Harry, Tom and I went into a shop recently and each made a purchase
costing less than £1(100p). The cost of each of these purchases was
different. We each paid with a £1 coin and each received four coins
in change - in each case the change due could not be given in fewer
than four coins; but equally if we had paid the exact price for our
purchases it would have been possible for each of us to have done so
with four coins, but not with fewer.
The total cost of our three purchases was not only more than, but
also an exact multiple of, the total amount of change than between
us we received.
What did each of our purchases cost?
*/
% File: enigma998.pl
% Author(s): Vassilis Liatsos
%
% Description: Solution for "Enigma 998: Multiple Purchases"

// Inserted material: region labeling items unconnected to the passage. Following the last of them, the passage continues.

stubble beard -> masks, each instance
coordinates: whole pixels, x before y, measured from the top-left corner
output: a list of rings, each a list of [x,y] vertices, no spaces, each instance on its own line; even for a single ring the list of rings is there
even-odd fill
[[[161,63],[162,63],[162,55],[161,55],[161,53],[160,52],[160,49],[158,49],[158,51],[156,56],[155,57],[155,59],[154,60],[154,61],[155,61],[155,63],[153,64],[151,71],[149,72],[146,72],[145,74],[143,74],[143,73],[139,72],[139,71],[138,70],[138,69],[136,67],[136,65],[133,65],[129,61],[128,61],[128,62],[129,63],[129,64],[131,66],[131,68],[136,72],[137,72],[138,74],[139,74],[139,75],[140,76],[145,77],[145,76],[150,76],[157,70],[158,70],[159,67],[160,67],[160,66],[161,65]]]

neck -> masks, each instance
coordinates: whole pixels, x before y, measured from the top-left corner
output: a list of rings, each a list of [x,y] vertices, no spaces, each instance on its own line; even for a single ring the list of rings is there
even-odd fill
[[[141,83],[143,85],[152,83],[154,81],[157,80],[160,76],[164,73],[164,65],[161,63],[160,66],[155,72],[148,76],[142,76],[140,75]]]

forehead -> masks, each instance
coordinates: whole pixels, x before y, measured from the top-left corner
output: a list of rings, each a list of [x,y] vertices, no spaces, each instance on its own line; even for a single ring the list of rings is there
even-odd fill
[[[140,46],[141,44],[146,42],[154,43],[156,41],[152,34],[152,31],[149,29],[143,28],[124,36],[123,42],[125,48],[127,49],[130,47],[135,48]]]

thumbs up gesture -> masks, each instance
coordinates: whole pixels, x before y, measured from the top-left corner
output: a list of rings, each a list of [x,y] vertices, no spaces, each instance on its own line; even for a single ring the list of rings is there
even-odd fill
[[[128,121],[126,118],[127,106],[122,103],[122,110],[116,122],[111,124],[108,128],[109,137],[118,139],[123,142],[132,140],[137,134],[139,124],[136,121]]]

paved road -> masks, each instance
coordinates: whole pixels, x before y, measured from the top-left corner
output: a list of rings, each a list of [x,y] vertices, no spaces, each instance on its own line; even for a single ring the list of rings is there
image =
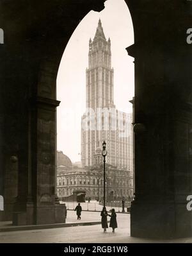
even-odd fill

% in the ECLiPSe constraint programming language
% Enigma 998 appeared in:
% "New Scientist, 26 September 1998, No 2153, p49"
% See description above
%
% Use: start eclipse: eclipse
% load file by: [enigma998].
% get solution: solve(X).
%
% Date: 7 October 1998
% Copyright IC-Parc, Imperial College, UK
:- lib(ic).
solve([P1,P2,P3]):-
% Find all possible prices for purchases of each
findall(Price,possible_prices(Price,_),Prices),
[P1,P2,P3]::Prices,
TotalSpent #= P1+P2+P3,
TotalChange #= 300 - TotalSpent,
% Total cost of purchases more than total amount of change
TotalSpent #> TotalChange,
% In fact exact multiple (greater than 0)
Mul #>0,
TotalSpent #= Mul*TotalChange,
% impose an ordering on prices (which have to be different)
P1 #< P2, P2 #< P3,
% Try a multiple
indomain(Mul),
% label prices
labeling([P1,P2,P3]).
possible_prices(Price,Change):-
[Price, Change] :: 0..100,
[X50, X10, X5, X1] :: 0..1,
[X20,X2]::0..2,
X50 + X20 + X10 + X5 + X2 + X1#=4,
% Remove redundancy
X2+X1#<3, % can't have two 2p and one 1p (you could use one 5p)
X20+X10#<3, % can't have two 20p and one 10p (you could use one 50p)
% can't have one 5p, two 2p and one 1p (you could use one 10p)
% This is subsumed by X2+X1<3
% X5+X2+X1#<4,
Price #= 50 * X50 + 20 * X20 + 10 * X10 + 5 * X5 + 2 * X2 + 1 * X1,
[Y50,Y10,Y5,Y1]::0..1,
[Y20,Y2]::0..2,
Change #= 100-Price,
Change #= 50 * Y50 + 20 * Y20 + 10 * Y10 + 5 * Y5 + 2 * Y2 + 1 * Y1,
Y50+Y20+Y10+Y5+Y2+Y1 #= 4,
% Remove redundancy (same as above)
Y2+Y1#<3,
Y20+Y10#<3,
% This is subsumed by Y2+Y1<3
% Y5+Y2+Y1#<4,
% enumerate
labeling([X50,X20,X10,X5,X2,X1,Y50,Y20,Y10,Y5,Y2,Y1]).